Chromatin accessibility landscape of articular knee cartilage reveals aberrant enhancer regulation in osteoarthritis
By
Ye Liu,
Jen-Chien Chang,
Chung-Chau Hon,
Naoshi Fukui,
Nobuho Tanaka,
Zhenya Zhang,
Ming Ta Michael Lee,
Aki Minoda
Posted 01 Mar 2018
bioRxiv DOI: 10.1101/274043
(published DOI: 10.1038/s41598-018-33779-z)

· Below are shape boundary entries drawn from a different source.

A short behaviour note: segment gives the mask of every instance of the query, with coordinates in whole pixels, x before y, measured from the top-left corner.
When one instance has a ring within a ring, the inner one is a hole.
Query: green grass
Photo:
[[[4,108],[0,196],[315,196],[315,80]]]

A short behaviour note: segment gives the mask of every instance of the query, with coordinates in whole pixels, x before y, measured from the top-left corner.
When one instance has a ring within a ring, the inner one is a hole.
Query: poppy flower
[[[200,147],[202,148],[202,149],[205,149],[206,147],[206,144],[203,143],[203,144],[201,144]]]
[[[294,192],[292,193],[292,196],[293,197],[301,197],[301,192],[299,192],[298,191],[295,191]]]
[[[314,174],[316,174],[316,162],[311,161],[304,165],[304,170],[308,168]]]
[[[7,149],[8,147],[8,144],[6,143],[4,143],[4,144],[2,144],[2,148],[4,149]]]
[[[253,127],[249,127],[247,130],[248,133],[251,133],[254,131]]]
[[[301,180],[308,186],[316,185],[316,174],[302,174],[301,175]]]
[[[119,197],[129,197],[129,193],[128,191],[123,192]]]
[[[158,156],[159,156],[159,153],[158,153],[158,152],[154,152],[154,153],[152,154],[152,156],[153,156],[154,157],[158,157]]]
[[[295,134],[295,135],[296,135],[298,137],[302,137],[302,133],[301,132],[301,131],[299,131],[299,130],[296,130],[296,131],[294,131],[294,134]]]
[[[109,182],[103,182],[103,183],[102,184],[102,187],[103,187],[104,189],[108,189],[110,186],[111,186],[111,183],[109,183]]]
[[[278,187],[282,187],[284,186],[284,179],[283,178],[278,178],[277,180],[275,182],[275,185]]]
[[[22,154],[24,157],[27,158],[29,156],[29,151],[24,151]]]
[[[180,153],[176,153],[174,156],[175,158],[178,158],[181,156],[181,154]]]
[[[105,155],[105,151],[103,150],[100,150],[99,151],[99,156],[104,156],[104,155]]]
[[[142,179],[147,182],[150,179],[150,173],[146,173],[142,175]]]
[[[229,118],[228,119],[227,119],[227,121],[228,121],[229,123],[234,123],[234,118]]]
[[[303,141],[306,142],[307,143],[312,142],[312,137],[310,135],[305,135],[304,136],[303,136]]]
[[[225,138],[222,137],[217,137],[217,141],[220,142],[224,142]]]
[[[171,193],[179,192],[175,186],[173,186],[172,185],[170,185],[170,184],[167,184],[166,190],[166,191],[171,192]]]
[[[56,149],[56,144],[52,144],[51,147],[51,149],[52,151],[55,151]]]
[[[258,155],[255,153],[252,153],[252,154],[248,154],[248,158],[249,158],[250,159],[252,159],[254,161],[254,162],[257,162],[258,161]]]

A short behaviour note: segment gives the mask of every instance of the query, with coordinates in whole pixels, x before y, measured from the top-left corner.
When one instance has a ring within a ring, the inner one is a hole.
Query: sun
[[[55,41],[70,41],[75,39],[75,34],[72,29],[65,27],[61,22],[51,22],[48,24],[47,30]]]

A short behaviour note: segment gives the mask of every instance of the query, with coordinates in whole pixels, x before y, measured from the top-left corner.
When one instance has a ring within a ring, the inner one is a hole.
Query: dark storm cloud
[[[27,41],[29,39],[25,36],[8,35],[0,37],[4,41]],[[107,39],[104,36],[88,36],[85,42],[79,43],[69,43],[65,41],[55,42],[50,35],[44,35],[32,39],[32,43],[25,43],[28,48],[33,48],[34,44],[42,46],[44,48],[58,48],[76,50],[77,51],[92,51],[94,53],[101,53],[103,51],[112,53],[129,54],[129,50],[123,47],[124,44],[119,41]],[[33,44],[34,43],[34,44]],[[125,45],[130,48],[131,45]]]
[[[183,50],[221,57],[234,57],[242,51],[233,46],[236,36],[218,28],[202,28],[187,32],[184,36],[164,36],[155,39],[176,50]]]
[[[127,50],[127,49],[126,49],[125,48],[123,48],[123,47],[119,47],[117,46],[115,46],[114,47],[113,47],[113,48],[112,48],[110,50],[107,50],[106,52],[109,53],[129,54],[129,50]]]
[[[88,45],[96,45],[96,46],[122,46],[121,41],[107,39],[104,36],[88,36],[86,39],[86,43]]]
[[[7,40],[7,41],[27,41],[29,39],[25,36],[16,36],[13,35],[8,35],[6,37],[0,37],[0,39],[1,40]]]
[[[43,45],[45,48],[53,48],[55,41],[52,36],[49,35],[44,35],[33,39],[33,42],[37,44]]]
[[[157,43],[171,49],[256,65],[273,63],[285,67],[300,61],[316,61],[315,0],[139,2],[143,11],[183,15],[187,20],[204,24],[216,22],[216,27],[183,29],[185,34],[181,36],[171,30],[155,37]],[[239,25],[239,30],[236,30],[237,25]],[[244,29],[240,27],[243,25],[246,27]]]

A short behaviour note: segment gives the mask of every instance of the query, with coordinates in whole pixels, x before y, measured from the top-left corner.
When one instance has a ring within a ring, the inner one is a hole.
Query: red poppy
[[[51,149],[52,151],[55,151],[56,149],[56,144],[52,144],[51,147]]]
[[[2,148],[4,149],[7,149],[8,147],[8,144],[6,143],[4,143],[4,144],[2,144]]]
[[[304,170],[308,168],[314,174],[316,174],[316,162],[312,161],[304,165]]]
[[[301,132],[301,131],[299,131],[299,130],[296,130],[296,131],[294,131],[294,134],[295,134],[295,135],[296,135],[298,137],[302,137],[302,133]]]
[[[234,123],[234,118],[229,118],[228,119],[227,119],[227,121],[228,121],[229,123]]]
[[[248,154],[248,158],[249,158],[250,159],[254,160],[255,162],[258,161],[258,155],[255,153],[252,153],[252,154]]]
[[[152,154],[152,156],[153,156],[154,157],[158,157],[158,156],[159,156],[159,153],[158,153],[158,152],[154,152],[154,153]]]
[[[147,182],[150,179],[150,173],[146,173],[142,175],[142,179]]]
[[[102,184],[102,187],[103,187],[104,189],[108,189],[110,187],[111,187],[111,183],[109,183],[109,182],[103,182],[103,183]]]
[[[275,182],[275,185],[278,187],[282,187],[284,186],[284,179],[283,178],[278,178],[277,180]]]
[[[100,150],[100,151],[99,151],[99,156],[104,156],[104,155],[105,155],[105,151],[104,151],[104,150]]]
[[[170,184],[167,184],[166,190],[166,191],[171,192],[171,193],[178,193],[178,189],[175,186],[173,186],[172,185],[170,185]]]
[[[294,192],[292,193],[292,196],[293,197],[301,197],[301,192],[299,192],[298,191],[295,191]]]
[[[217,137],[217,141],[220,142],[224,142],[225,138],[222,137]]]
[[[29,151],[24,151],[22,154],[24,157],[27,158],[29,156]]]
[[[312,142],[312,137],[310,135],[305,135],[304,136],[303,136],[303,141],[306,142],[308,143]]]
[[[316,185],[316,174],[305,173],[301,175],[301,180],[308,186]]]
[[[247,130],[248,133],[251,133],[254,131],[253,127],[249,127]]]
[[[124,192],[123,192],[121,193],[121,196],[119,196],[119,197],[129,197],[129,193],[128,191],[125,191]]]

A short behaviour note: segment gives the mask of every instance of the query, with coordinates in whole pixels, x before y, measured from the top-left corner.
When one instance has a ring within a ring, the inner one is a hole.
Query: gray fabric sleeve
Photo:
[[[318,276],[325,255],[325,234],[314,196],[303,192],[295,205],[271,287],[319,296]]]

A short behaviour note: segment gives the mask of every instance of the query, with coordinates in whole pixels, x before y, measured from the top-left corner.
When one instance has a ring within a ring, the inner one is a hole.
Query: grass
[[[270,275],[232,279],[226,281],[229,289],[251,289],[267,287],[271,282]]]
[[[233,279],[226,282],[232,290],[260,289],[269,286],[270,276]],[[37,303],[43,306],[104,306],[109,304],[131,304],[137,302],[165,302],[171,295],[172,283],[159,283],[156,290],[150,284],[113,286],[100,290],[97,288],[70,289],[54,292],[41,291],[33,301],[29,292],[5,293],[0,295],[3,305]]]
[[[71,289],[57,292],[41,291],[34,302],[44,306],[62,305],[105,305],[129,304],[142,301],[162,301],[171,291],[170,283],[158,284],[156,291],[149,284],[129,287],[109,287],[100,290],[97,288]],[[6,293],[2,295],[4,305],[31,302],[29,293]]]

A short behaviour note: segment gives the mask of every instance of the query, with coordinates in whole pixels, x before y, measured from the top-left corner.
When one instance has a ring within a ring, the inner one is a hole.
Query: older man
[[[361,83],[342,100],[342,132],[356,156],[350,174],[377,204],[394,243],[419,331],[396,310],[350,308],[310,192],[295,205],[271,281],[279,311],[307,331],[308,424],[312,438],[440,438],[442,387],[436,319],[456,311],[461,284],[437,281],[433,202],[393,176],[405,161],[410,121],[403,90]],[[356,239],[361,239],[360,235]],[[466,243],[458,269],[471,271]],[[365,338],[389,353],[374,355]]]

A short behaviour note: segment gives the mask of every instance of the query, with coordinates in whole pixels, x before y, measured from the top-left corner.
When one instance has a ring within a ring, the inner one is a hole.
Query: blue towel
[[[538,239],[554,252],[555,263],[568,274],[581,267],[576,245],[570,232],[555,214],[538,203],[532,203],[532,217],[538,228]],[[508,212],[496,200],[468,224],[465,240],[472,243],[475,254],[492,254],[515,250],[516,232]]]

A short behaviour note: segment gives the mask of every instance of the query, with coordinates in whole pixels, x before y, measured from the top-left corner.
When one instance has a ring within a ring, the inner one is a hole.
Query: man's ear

Background: Osteoarthritis (OA) is a common joint disorder with increasing impact in an aging society; however, there is no cure or effective treatments so far due to lack of sufficient understanding of its pathogenesis. While genome-wide association studies (GWAS) and DNA methylation profiling identified many non-coding loci associated to OA, the interpretation of them remains challenging. Methods: Here, we employed Assay for Transposase-Accessible Chromatin with high throughput sequencing (ATAC-seq) to map the accessible chromatin landscape in articular knee cartilage of OA patients and to identify the chromatin signatures relevant to OA. Results: We identified 109,215 accessible chromatin regions in cartilage and 71% of these regions were annotated as enhancers. We found these accessible chromatin regions are enriched for OA GWAS single nucleotide polymorphisms (SNPs) and OA differentially methylated loci, implying their relevance to OA. By linking these enhancers to their potential target genes, we have identified a list of candidate enhancers that may be relevant to OA. Through integration of ATAC-seq data with RNA-seq data, we identified genes that are altered both at epigenomic and transcriptomic levels. These genes are enriched in pathways regulating ossification and mesenchymal stem cell (MSC) differentiation. Consistently, the differentially accessible regions in OA are enriched for mesenchymal stem cell-specific enhancers and motifs of transcription factor families involved in osteoblast differentiation (e.g. bZIP and ETS). Conclusions: This study marks the first investigation of accessible chromatin landscape on clinically relevant hard tissues and demonstrates how accessible chromatin profiling can provide comprehensive epigenetic information of a disease. Our analyses provide supportive evidence towards the model of endochondral ossification-like cartilage-to-bone conversion in OA knee cartilage, which is consistent with the OA characteristic of thicker subchondral bone. The identified OA-relevant genes and their enhancers may have a translational potential for diagnosis or drug targets.